Par La Rédaction | Lementor.net
Ce matin jeudi 30 juillet 2026, toute la classe politique ivoirienne attendait un verdict. Le tribunal de première instance d’Abidjan a renvoyé l’affaire TchéTché Abié Charles et Siaba Antoine Constant contre Tidjane Thiam au 22 octobre 2026. Pas de verdict. Un troisième report. Et une épée de Damoclès qui reste suspendue au-dessus de la tête du président du PDCI-RDA pendant encore trois mois.
Ce renvoi n’est pas anodin dans son calendrier. Le 22 octobre 2026 tombe en pleine période de préparation des municipales de 2027 dont les premières échéances internes au PDCI, dépôts de candidatures, désignation des têtes de liste, négociations d’alliances locales, se situent précisément dans ce créneau. Un parti dont le président est sous pression judiciaire permanente ne peut pas mener une campagne avec la sérénité qu’elle exige. Ses adversaires le savent. Le RHDP dominant le sait encore mieux.
Pour comprendre ce que ce renvoi change et ne change pas, il faut revenir aux arguments précis du dossier. Charles Abié TchéTché, membre du Bureau politique du PDCI depuis 1984 et coordonnateur général de la délégation de Gagnoa, a bâti sa procédure sur deux axes statutaires distincts. Le premier repose sur l’article 41 des statuts du parti qui exige dix ans d’ancienneté au Bureau politique pour prétendre à la présidence. Thiam, rentré en Côte d’Ivoire en 2023 après une carrière internationale dans la finance, ne remplit objectivement pas cette condition dans une lecture stricte des textes. Le second argument, plus explosif politiquement, invoque la nationalité française acquise par Thiam par naturalisation en février 1987 et la loi ivoirienne sur les partis politiques qui considère cette acquisition comme rédhibitoire pour diriger une formation nationale. Ces deux arguments n’ont pas disparu avec le renvoi. Ils seront soumis aux juges le 22 octobre. La direction du parti a gagné du temps. Elle n’a pas gagné le procès.
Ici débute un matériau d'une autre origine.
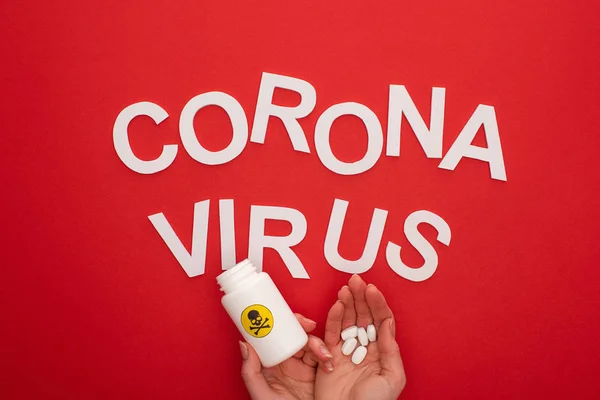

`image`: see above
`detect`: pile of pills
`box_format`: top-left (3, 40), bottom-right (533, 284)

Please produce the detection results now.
top-left (342, 324), bottom-right (377, 365)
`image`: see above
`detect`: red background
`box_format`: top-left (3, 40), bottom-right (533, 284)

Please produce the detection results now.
top-left (0, 0), bottom-right (600, 399)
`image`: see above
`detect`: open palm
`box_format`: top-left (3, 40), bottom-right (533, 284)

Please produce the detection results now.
top-left (315, 275), bottom-right (406, 400)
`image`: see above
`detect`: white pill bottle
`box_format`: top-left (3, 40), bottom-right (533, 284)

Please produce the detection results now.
top-left (217, 260), bottom-right (308, 367)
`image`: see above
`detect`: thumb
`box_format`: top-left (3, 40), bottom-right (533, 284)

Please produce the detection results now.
top-left (377, 317), bottom-right (406, 395)
top-left (240, 341), bottom-right (272, 400)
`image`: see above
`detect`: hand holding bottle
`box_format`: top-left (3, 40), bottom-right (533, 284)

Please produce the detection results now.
top-left (240, 314), bottom-right (333, 400)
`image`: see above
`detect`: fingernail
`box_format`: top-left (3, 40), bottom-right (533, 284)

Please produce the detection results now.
top-left (319, 346), bottom-right (333, 358)
top-left (240, 341), bottom-right (248, 360)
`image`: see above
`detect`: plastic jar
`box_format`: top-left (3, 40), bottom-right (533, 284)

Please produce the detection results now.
top-left (217, 260), bottom-right (308, 367)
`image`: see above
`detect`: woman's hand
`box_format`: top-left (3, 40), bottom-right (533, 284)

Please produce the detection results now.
top-left (240, 314), bottom-right (333, 400)
top-left (315, 275), bottom-right (406, 400)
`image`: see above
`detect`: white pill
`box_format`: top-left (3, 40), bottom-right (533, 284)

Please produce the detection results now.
top-left (352, 346), bottom-right (367, 365)
top-left (342, 338), bottom-right (358, 356)
top-left (367, 324), bottom-right (377, 342)
top-left (342, 325), bottom-right (358, 340)
top-left (358, 328), bottom-right (369, 346)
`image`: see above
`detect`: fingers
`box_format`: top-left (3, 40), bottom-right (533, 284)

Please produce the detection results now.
top-left (377, 318), bottom-right (406, 396)
top-left (302, 335), bottom-right (333, 372)
top-left (338, 286), bottom-right (356, 329)
top-left (294, 313), bottom-right (317, 333)
top-left (348, 275), bottom-right (373, 327)
top-left (365, 284), bottom-right (393, 331)
top-left (325, 300), bottom-right (345, 348)
top-left (240, 342), bottom-right (273, 400)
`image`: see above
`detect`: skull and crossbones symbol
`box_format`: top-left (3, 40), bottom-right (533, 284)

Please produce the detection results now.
top-left (248, 310), bottom-right (271, 336)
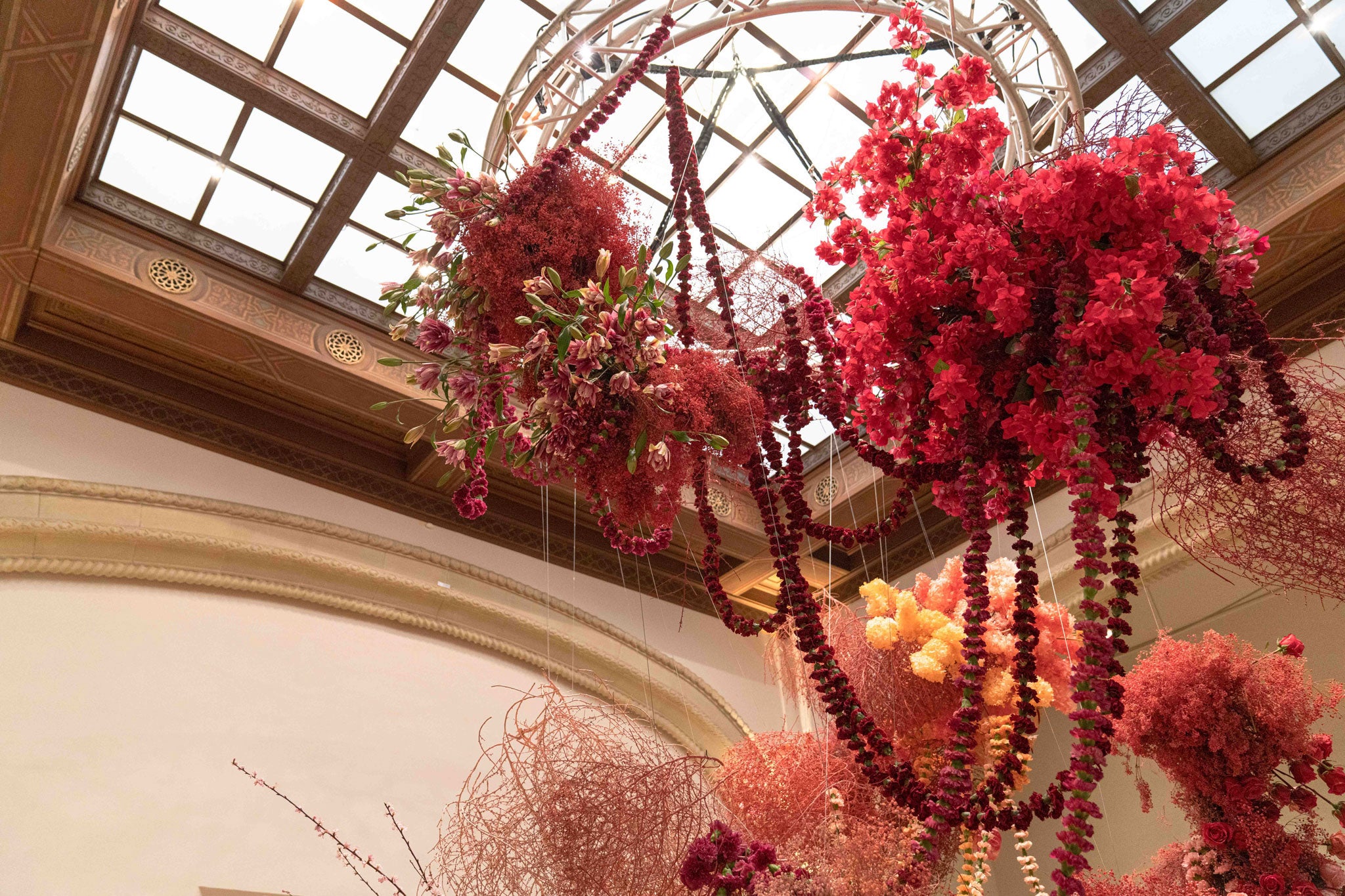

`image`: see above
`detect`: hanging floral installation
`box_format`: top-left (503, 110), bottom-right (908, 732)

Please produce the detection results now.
top-left (1154, 339), bottom-right (1345, 601)
top-left (355, 3), bottom-right (1310, 895)
top-left (1093, 631), bottom-right (1345, 896)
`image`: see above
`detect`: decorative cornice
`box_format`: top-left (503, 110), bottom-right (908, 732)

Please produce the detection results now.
top-left (0, 477), bottom-right (751, 752)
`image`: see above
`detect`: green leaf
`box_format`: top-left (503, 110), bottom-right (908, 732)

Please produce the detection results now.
top-left (625, 430), bottom-right (650, 475)
top-left (556, 326), bottom-right (573, 367)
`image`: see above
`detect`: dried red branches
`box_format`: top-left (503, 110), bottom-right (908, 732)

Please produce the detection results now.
top-left (430, 685), bottom-right (714, 896)
top-left (1154, 343), bottom-right (1345, 601)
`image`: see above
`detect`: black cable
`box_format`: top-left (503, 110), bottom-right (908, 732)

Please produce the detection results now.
top-left (748, 71), bottom-right (822, 182)
top-left (650, 68), bottom-right (738, 249)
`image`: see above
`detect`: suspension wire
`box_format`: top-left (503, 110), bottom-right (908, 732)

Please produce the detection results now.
top-left (650, 37), bottom-right (952, 78)
top-left (747, 71), bottom-right (822, 182)
top-left (650, 66), bottom-right (739, 249)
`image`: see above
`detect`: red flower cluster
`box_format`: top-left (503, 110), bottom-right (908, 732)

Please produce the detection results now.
top-left (1116, 631), bottom-right (1345, 896)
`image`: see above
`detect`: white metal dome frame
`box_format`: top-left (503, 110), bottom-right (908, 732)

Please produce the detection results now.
top-left (483, 0), bottom-right (1083, 175)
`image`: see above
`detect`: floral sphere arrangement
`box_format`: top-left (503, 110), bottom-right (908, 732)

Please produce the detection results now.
top-left (1116, 631), bottom-right (1345, 896)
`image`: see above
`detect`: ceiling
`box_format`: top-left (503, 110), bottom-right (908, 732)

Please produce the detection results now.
top-left (0, 0), bottom-right (1345, 608)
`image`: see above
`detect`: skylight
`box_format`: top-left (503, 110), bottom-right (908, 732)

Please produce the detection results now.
top-left (84, 0), bottom-right (1345, 322)
top-left (276, 0), bottom-right (403, 116)
top-left (159, 0), bottom-right (289, 59)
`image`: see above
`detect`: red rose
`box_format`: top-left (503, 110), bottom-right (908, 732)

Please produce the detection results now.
top-left (1200, 821), bottom-right (1233, 849)
top-left (1289, 759), bottom-right (1317, 784)
top-left (1294, 787), bottom-right (1317, 811)
top-left (1258, 874), bottom-right (1285, 896)
top-left (1275, 634), bottom-right (1304, 657)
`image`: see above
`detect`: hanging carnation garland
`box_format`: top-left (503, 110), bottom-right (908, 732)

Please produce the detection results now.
top-left (371, 3), bottom-right (1309, 893)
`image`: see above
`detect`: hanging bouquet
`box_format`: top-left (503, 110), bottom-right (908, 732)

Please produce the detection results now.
top-left (1116, 631), bottom-right (1345, 896)
top-left (384, 16), bottom-right (765, 553)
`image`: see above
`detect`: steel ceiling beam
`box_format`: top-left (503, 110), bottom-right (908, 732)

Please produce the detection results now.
top-left (1073, 0), bottom-right (1260, 176)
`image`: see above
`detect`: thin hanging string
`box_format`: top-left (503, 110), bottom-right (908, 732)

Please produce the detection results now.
top-left (570, 489), bottom-right (581, 675)
top-left (1028, 485), bottom-right (1074, 672)
top-left (538, 485), bottom-right (552, 680)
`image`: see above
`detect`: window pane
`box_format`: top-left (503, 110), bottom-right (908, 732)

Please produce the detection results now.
top-left (706, 157), bottom-right (808, 249)
top-left (349, 175), bottom-right (411, 239)
top-left (229, 109), bottom-right (342, 200)
top-left (766, 218), bottom-right (842, 286)
top-left (317, 227), bottom-right (412, 301)
top-left (349, 0), bottom-right (433, 37)
top-left (1173, 0), bottom-right (1294, 85)
top-left (1214, 26), bottom-right (1337, 137)
top-left (99, 118), bottom-right (218, 218)
top-left (402, 71), bottom-right (495, 152)
top-left (448, 0), bottom-right (543, 95)
top-left (159, 0), bottom-right (289, 59)
top-left (123, 53), bottom-right (244, 153)
top-left (276, 3), bottom-right (403, 116)
top-left (200, 169), bottom-right (311, 258)
top-left (1028, 0), bottom-right (1103, 68)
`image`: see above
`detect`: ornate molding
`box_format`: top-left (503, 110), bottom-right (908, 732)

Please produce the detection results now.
top-left (0, 475), bottom-right (751, 752)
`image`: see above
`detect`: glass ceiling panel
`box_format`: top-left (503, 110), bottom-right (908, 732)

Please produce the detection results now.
top-left (122, 53), bottom-right (244, 153)
top-left (1173, 0), bottom-right (1294, 85)
top-left (1213, 26), bottom-right (1338, 137)
top-left (276, 0), bottom-right (403, 116)
top-left (348, 0), bottom-right (435, 39)
top-left (200, 169), bottom-right (312, 258)
top-left (757, 12), bottom-right (884, 59)
top-left (159, 0), bottom-right (289, 59)
top-left (349, 175), bottom-right (411, 239)
top-left (448, 0), bottom-right (546, 95)
top-left (317, 227), bottom-right (409, 301)
top-left (1312, 0), bottom-right (1345, 49)
top-left (1028, 0), bottom-right (1103, 68)
top-left (706, 163), bottom-right (807, 249)
top-left (99, 118), bottom-right (219, 218)
top-left (766, 218), bottom-right (841, 286)
top-left (402, 71), bottom-right (495, 152)
top-left (229, 109), bottom-right (343, 202)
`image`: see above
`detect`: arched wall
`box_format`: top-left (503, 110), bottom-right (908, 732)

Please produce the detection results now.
top-left (0, 384), bottom-right (783, 896)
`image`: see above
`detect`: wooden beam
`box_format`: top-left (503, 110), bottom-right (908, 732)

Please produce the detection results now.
top-left (280, 0), bottom-right (483, 293)
top-left (1074, 0), bottom-right (1259, 177)
top-left (0, 0), bottom-right (129, 340)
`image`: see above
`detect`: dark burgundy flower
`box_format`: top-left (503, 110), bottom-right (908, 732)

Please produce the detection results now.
top-left (1289, 759), bottom-right (1317, 784)
top-left (1200, 821), bottom-right (1233, 849)
top-left (1258, 874), bottom-right (1285, 896)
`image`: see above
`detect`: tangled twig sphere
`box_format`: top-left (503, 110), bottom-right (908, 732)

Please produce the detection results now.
top-left (430, 685), bottom-right (716, 896)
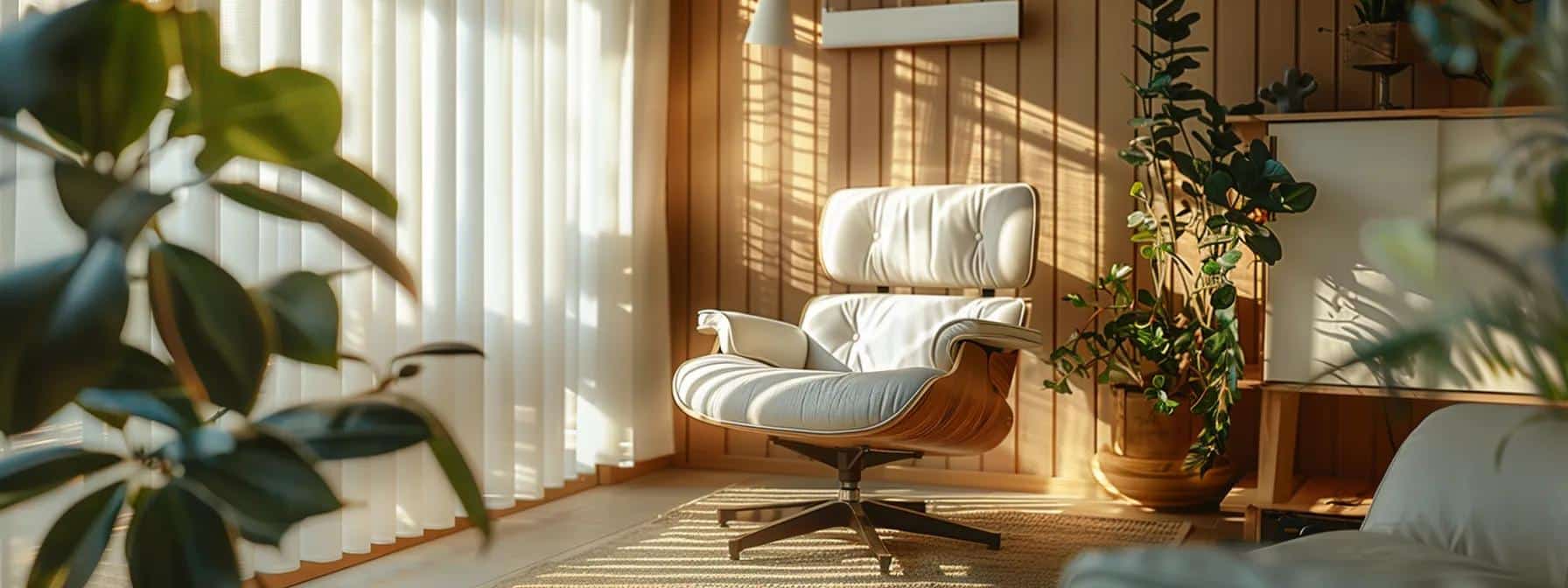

La mobilisation de la direction autour de Thiam avant cette audience dit l’inquiétude réelle que le verdict suscitait dans ses rangs. Le secrétaire exécutif en chef Yapo Calice avait mobilisé les délégations sur l’ensemble du territoire depuis le 18 juillet en scandant il n’y a pas une autre option que Tidjane Thiam. Un meeting de soutien a été organisé au Stade Robert Champroux de Marcory le 26 juillet. Et selon Business Actuality, des dispositions avaient déjà été prises en coulisses pour organiser rapidement un 10ème congrès extraordinaire destiné à réélire Thiam dans les formes légales requises si le tribunal validait les arguments de TchéTché. Ce plan B reste sur la table. Il dit que la direction ne faisait pas pleinement confiance à l’issue de l’audience.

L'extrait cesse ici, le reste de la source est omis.